One of CATMA’s central entities is the text range. All markup generated by the user references text in terms of character offsets. So the smallest referenceable text sequence is one character long, this also includes punctuation marks and blanks. Another central entity is the Tag Instance which is a typed set of key value pairs that is attached to one or more text ranges. The latter allows CATMA to support discontinuous markup. The type of a Tag Instance is defined by a Tag Definition which is a named set of properties. The property set contains at least a color property. The Tag Definitions can be created freely by the user. CATMA is not bound to the analysis of a specific topic, it can be extended easily to any field of research that can benefit from text analysis.
For better tool interoperability we offer a TEI export of the user generated markup. To be able to support the free creation of Tag Definitions CATMA makes heavy use of the Feature Declaration System and Feature Structures. We use Standoff Markup. Text ranges (<seg>) are linked to Tag Instances by the use of the @ana attribute. The text itself is represented by <ptr>-Elements that reference the original Source Document. The Source Document, i.e. the text to be annotated is not changed in any way. A detailed description of the TEI export format can be found here.

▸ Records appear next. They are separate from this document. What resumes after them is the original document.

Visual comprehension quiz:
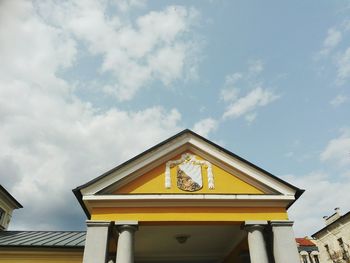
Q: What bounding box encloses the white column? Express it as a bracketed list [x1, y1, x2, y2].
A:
[83, 220, 111, 263]
[271, 220, 300, 263]
[115, 221, 138, 263]
[245, 221, 269, 263]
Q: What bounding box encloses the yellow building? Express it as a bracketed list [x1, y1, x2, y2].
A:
[0, 130, 303, 263]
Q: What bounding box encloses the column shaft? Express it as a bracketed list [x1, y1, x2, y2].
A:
[116, 224, 137, 263]
[245, 221, 269, 263]
[271, 221, 300, 263]
[83, 220, 111, 263]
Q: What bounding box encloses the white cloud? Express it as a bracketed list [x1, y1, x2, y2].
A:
[320, 28, 342, 55]
[249, 59, 264, 74]
[193, 118, 218, 137]
[329, 95, 348, 107]
[320, 130, 350, 167]
[0, 1, 188, 229]
[35, 0, 199, 101]
[220, 72, 243, 101]
[223, 87, 279, 119]
[220, 62, 279, 123]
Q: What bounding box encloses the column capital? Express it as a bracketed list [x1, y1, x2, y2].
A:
[114, 221, 139, 233]
[86, 220, 112, 227]
[244, 221, 267, 231]
[270, 220, 294, 227]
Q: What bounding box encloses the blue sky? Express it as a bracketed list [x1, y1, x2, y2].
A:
[0, 0, 350, 236]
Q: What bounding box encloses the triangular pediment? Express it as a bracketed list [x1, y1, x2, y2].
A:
[112, 151, 267, 197]
[74, 130, 302, 219]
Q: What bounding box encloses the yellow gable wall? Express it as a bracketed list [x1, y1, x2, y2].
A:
[113, 155, 263, 194]
[91, 155, 288, 223]
[0, 248, 83, 263]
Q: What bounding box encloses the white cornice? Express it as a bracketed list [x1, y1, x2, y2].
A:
[81, 134, 296, 200]
[83, 194, 295, 216]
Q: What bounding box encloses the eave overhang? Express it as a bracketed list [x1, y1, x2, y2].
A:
[73, 130, 304, 218]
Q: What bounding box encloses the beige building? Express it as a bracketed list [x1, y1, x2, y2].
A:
[312, 208, 350, 263]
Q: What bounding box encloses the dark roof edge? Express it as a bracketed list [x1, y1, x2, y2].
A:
[0, 184, 23, 209]
[0, 245, 85, 250]
[73, 129, 305, 218]
[72, 188, 91, 220]
[311, 211, 350, 238]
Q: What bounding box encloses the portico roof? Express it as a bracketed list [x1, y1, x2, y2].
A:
[73, 129, 304, 218]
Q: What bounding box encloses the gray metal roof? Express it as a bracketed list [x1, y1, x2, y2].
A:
[0, 231, 86, 248]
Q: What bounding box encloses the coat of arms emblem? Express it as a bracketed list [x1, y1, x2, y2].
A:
[165, 153, 214, 192]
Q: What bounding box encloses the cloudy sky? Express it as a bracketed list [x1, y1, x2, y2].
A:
[0, 0, 350, 236]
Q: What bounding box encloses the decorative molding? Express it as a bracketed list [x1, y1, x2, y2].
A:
[165, 153, 215, 190]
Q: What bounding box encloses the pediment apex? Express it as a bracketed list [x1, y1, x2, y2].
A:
[73, 130, 303, 216]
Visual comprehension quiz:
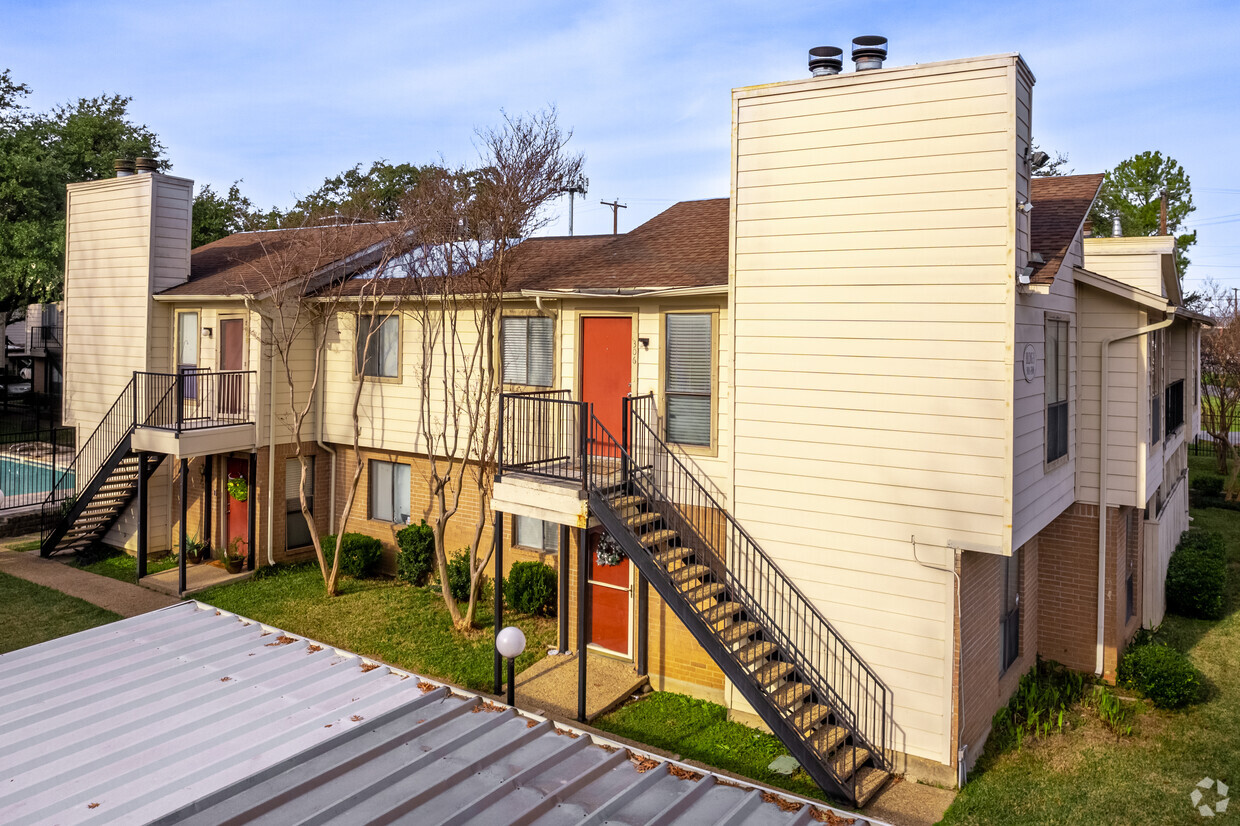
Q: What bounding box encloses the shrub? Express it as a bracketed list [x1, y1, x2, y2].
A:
[322, 533, 383, 578]
[503, 562, 556, 616]
[986, 656, 1085, 754]
[448, 548, 486, 602]
[396, 520, 435, 585]
[1167, 530, 1228, 619]
[1116, 642, 1205, 708]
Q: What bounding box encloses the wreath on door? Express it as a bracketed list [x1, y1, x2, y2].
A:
[594, 533, 624, 568]
[228, 476, 249, 502]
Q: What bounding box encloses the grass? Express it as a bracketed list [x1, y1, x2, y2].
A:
[593, 691, 838, 805]
[197, 564, 556, 691]
[942, 456, 1240, 826]
[69, 551, 176, 583]
[0, 573, 120, 654]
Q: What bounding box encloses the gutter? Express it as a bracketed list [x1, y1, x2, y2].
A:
[1094, 306, 1178, 676]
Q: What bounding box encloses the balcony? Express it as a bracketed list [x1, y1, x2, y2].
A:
[134, 368, 257, 456]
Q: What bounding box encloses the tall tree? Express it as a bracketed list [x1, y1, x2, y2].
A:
[0, 69, 167, 311]
[191, 181, 284, 247]
[1090, 151, 1197, 272]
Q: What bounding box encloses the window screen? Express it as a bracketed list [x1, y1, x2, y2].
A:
[663, 313, 714, 445]
[1044, 319, 1068, 461]
[357, 315, 401, 378]
[500, 315, 556, 387]
[513, 516, 559, 553]
[284, 456, 315, 548]
[371, 459, 409, 525]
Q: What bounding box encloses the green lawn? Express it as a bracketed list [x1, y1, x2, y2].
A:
[69, 551, 176, 583]
[594, 691, 839, 805]
[0, 573, 120, 654]
[942, 456, 1240, 826]
[196, 566, 556, 691]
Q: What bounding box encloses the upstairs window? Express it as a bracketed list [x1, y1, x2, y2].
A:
[500, 315, 556, 387]
[1044, 319, 1068, 464]
[357, 315, 401, 378]
[663, 313, 714, 446]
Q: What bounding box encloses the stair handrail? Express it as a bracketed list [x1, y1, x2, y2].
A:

The Analyzer’s main component is the CATMA Query Language that consists of several simple query types that can be combined to form complex queries. The query engine is based on the antlr library. Especially the CATMA Query Language is heavily inspired by TACT. Some query types are backed by a database containing index tables and are implemented in SQL. The language offers a regular expression query which uses Java’s native regular expression capabilities.